New York State has high electricity rates, and a Con Edison proposal could see rates raise further, by more than 17%, if approved by the New York State Public Service Commission. Three non-profits in Brooklyn have partnered to form Barrio Solar, an organization that aims to take some of the sting away from high bills faced by Brooklyn residents by helping them to go solar.
The campaign is open to all Brooklyn residents who own a 1- to 4-family house, and participants will receive free solar consultation from non-profits and discounted pricing through a solar purchasing group. For those who live in apartments or whose roof is not oriented for solar, Barrio Solar can connect them with local community solar projects that provide guaranteed utility bill savings.
The first 25 low- to moderate-income (LMI) homeowners that sign up will receive a campaign-specific incentive of $3,500 to apply toward the upfront cost of solar panels or roof repairs, Barrio reports. This subsidy is available to homeowner households earning up to 100% of the Area Median Income.
The non-profits that formed Barrio Solar are the Fifth Avenue Committee (FAC), Neighbors Helping Neighbors, and Solar One. FAC is a community development corporation that’s been around for 44 years. Its mission is to advance economic, social, and racial justice in New York City through integrated, community- centered affordable housing, grassroots organizing, policy advocacy, and transformative education, training, and services. FAC works to benefit over 5,500 LMI New Yorkers annually with its services.
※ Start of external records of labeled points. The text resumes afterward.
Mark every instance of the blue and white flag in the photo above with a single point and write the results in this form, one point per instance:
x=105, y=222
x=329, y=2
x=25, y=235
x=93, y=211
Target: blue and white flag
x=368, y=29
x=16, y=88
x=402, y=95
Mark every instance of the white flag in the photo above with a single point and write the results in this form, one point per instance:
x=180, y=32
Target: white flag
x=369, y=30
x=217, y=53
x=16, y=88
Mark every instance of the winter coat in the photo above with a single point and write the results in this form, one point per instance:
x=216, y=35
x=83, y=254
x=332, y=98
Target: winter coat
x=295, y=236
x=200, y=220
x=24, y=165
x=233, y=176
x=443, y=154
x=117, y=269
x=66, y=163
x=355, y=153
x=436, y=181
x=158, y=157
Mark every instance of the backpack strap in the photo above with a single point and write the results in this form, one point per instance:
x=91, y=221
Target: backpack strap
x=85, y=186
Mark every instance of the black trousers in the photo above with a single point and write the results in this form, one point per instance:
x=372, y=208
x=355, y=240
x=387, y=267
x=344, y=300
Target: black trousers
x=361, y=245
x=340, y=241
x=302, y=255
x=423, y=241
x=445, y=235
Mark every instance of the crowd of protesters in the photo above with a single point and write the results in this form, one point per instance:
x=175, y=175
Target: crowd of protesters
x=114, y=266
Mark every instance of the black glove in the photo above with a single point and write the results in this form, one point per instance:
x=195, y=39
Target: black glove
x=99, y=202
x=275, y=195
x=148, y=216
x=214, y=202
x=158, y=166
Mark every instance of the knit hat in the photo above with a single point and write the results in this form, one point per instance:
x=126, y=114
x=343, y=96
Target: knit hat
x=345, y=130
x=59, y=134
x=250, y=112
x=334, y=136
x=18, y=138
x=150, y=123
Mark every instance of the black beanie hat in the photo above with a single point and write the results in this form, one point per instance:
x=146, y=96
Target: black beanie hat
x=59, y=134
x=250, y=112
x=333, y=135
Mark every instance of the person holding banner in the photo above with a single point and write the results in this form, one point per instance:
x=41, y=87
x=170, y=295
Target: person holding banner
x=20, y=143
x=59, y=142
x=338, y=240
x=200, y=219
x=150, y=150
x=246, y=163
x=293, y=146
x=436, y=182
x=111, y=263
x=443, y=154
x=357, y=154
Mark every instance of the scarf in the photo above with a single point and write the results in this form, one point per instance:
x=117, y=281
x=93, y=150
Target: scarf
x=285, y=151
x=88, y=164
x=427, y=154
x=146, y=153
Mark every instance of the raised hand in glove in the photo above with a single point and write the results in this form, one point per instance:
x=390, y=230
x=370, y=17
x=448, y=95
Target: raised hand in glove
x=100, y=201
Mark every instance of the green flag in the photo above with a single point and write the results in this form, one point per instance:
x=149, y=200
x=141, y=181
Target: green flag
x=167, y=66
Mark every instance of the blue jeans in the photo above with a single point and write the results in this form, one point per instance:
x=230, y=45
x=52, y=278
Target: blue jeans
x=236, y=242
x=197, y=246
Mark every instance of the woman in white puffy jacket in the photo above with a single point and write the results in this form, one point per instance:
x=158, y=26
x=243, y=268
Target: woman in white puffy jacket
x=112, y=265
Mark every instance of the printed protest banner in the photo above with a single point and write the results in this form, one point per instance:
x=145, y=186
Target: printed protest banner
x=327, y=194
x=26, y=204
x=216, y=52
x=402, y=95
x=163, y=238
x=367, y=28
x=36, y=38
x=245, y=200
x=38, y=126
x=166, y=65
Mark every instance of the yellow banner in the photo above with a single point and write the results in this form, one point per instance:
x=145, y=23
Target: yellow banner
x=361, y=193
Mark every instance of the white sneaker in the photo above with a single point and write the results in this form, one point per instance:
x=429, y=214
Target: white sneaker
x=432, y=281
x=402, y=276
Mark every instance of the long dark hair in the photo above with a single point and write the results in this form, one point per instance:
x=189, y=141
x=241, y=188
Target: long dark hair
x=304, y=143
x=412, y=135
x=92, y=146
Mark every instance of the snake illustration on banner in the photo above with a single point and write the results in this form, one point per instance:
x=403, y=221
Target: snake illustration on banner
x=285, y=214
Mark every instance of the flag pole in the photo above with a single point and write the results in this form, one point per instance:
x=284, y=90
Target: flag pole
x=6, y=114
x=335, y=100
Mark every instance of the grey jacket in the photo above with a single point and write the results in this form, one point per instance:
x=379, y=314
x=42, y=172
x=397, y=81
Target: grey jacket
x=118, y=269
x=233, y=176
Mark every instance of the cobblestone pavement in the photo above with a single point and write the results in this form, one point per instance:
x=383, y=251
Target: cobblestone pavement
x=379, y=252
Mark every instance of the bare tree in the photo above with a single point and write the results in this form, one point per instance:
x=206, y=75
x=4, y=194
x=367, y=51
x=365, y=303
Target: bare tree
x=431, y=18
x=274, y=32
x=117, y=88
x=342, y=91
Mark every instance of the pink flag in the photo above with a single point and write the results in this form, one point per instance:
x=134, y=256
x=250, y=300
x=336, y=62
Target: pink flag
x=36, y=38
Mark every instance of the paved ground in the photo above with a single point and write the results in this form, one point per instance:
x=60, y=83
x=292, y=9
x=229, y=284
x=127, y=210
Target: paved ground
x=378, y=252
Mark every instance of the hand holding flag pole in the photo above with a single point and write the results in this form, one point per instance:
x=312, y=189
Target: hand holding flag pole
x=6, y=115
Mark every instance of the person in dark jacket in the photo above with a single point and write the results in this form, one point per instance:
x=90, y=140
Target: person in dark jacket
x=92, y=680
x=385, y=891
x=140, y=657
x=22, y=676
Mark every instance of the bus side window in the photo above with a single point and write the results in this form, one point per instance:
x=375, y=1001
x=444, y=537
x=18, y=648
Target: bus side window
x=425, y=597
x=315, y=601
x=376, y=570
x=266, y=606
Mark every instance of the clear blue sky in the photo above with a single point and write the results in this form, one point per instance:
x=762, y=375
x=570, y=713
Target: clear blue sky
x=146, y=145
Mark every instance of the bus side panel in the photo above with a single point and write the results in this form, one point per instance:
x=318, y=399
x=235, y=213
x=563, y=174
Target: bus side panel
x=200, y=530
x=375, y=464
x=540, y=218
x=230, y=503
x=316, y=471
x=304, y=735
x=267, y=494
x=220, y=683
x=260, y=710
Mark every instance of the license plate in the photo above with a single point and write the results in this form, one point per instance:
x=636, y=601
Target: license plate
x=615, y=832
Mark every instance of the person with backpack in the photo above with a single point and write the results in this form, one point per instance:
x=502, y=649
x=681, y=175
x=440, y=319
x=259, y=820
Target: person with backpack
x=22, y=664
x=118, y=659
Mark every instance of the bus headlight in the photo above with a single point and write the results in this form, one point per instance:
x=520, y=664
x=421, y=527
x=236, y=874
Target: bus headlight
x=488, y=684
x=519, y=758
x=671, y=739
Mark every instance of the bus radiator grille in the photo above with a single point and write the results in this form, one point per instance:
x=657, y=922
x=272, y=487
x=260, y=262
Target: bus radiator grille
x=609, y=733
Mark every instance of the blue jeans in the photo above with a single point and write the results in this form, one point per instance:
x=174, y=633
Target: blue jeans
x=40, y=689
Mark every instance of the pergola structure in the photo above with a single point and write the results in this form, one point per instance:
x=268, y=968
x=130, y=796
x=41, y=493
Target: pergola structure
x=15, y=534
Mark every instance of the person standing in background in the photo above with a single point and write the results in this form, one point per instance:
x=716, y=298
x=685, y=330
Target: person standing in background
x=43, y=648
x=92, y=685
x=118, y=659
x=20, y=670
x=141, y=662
Neighbors Helping Neighbors is a housing counseling agency founded in 1990. The organization promotes racial justice and housing stability for low to moderate income residents. And, Solar One runs educational programs to educate New Yorkers on the the benefits of clean energy. The organization is focused on education, workforce training, and technical assistance to fosters sustainability and resiliency in diverse urban environments. Solar One has facilitated more than 700 solar projects in the NYC metro region since 2014, primarily in low-income communities.